U.S. Gravel Roadways In Dire Need of Gravel and Pavement Upkeep
All across the country, broken down dirt and gravel roads might look good for photography projects, but when it comes to transportation, these roads are in dire need of assistance.
That’s where crushed gravel and material maintenance comes in.
At the residential level, homeowners love using crushed rockery rocks and crushed gravel to improve their property’s hardscapes. In fact, according to the 2017 Houzz Landscape Trends study, 38% of homeowners upgrading their pathways, driveways, patios, terraces, and using crushed rock and gravel.
These landscaping rocks are great for residential landscaping purposes, but civil engineering departments need to start finding ways to use these materials to tend to broken down roadways.

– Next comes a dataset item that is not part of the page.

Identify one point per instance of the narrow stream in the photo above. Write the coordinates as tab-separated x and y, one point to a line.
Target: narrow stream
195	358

According to Lancaster Farming, in Pennsylvania, where many broken-down gravel and dirt roads are located, statewide programs are finally beginning to address some of these problems.
More than $500,000 has been funneled to approximately 150 projects to address concerns about dirt, gravel, and little-used paved roads across Lancaster County. Under the Pennsylvania Dirt, Gravel and Low-Volume Road Program, drainage has improved on about 90% of the county’s 82 miles of unpaved roads, keeping storm water from flushing harmful dirt and other pollutants into adjacent streams. Additionally, 10 miles of the area’s lowest-volume paved roads (which see fewer than 500 vehicles a day) have been fitted with rain gardens, upgraded gravel and pavement projects, and other measures to control storm water runoff and maintain roadway durability.
“I’m real pleased the township has done this,” said Terry Frantz, who has lived on a broken down crushed gravel roadway in Pennsylvania for 43 years.
The Pennsylvania Dirt and Gravel Roads Maintenance Program increased its efforts in 2014 from $5 million a year to $35 million for statewide roadway renovations.
“The municipalities see the funding as road maintenance funds on roads that do not get a lot of traffic,” added Matt Kofroth, watershed coordinator for the Lancaster County Conservation District. “We see it as water quality improvements on roads that are typically adjacent to fragile stream environments.”
Of course, this is just one example of a locality dealing with washed out and broken down gravel roads. You can find these roadways just outside the borders of every major U.S. city. Fortunately, dirt and gravel roads and driveways are often much easier to repair than typical paved roads. Often, drainage gravel and gravel delivery services are all that’s required to repair a road for years to come.